I got a call from an agent today and the conversation turned to a deal one of my team members tried to make on her listing which never went together. It wasn’t that they didn’t like our price, she explained. It was the seller concession. While the net to seller was quite acceptable, their attorney “didn’t like” the proposed concession.
My jaw dropped as she shared with me that the same thing happened twice before on that property. The seller and their attorney rebuffed what sounded like (certainly in our case) qualified, pre approved offers with good net to her seller over a seller concession. Instead of selling months ago, the house languishes on the market, no doubt having the price lowered as time passes.
Such lost opportunties over a prefectly fine, if misunderstood, term of sale reminded me of the old joke where the guy throws out an old baseball because it was from 1927, had people’s names all over it, and one of them, Ruth, was a girl anyway.
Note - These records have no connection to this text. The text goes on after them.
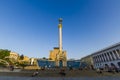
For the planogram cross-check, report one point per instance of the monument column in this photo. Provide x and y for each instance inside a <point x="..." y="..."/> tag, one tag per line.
<point x="60" y="34"/>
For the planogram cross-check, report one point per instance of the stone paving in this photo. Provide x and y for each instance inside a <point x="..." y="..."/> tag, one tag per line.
<point x="59" y="78"/>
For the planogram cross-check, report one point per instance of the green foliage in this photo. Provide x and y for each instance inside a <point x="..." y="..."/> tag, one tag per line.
<point x="21" y="57"/>
<point x="4" y="53"/>
<point x="22" y="64"/>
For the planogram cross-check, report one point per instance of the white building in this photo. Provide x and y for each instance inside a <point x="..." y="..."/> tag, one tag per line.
<point x="108" y="57"/>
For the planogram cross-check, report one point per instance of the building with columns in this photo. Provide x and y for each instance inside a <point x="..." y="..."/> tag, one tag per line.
<point x="107" y="58"/>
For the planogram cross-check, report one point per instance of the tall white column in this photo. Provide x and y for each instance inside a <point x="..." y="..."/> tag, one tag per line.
<point x="60" y="34"/>
<point x="107" y="57"/>
<point x="117" y="54"/>
<point x="114" y="55"/>
<point x="110" y="55"/>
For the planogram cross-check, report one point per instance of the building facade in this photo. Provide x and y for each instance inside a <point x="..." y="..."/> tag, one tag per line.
<point x="14" y="55"/>
<point x="88" y="60"/>
<point x="62" y="59"/>
<point x="108" y="57"/>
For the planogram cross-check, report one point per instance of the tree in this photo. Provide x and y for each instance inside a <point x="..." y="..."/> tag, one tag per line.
<point x="21" y="57"/>
<point x="4" y="53"/>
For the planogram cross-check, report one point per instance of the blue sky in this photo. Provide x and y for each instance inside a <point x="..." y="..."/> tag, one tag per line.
<point x="30" y="27"/>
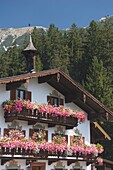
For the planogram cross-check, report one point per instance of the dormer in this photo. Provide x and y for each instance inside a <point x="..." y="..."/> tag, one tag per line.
<point x="30" y="56"/>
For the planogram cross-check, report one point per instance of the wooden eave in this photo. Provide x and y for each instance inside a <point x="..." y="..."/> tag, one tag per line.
<point x="99" y="129"/>
<point x="72" y="91"/>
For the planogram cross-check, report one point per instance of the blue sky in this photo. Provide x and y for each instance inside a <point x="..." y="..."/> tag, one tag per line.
<point x="63" y="13"/>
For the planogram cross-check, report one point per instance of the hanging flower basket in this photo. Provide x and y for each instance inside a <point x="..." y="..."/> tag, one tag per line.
<point x="47" y="110"/>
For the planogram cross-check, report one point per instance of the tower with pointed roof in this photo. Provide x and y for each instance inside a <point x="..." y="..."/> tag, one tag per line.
<point x="30" y="56"/>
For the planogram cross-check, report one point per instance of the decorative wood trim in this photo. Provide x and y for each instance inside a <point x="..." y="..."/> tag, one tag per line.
<point x="31" y="131"/>
<point x="66" y="136"/>
<point x="39" y="164"/>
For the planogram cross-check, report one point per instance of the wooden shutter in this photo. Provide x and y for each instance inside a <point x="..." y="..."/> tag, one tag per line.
<point x="71" y="140"/>
<point x="49" y="99"/>
<point x="28" y="95"/>
<point x="13" y="94"/>
<point x="24" y="132"/>
<point x="31" y="131"/>
<point x="46" y="137"/>
<point x="6" y="131"/>
<point x="62" y="102"/>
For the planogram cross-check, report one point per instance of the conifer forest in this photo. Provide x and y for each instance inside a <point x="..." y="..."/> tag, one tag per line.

How tragic.
There is an unflattering ethic among some older practitioners of both law and real estate in Westchester County that money not delivered in a Tiffany case is not money. Seller concessions, to some attorneys, aren’t what we do in Westchester County. No matter that they are perfectly legitimate. No matter that they turn otherwise non prospects into able buyers. No matter that it is good for the seller client to achieve their objective, which is to sell for as much as possible in a timely way. No matter that 15 minutes away in Rockland County or the Bronx that they are done with no issue, skin rash, or damage to the esophagus.
No, here in Westchester the ground water is different. We rest on a different tectonic plate. The acidity of the soil does not allow buyers to finance part of their closing costs and get homes sold in this recession. It is more than an absurdity borne of ignorance of the current market, it is a tragedy that a client is so poorly represented. These people had their house sold three times. And they have nothing to show for it.
Seller concessions, or givebacks as they are called in some places, are just fine and not uncommon in first time home buyers. Anyone who says otherwise has not done much in this market lately, and may in fact be incredibly out of touch with events of the last 3 years. I see them all over the place, and while we’d all love for buyers to plop 50% down or pay in cash, that isn’t possible. And of the deals I have seen not close, the concession was virtually never a cause.
Allowing buyers to essentially finance a tiny (3%) portion of the sale price to cover their closing costs is absolutely OK in almost every case I have ever seen. And in a slow market where able buyers are rare, it is unconscionable to rebuff an offer, essentially subordinating the well being of the client to a tired, snooty principle. And it is intellectually dishonest to invoke the client’s best interest over rejecting an offer so structured when killing a deal is in fact contrary to the client’s best interests. I’ve seen this cost sellers big money over time as they reduced in price.
Time on market is not the seller’s friend.
Rejecting an offer over a seller concession legitimately arranged by their lender is foolish.
This market is not 2005 where buyers are waiting in line, and squandering an able buyer is nuts.
Seller’s concessions, my friends, are perfectly OK despite what this attorney thinks. I have closed hundreds of them. That is why I get the results I get, while this home sadly sits unsold after 3 viable offers.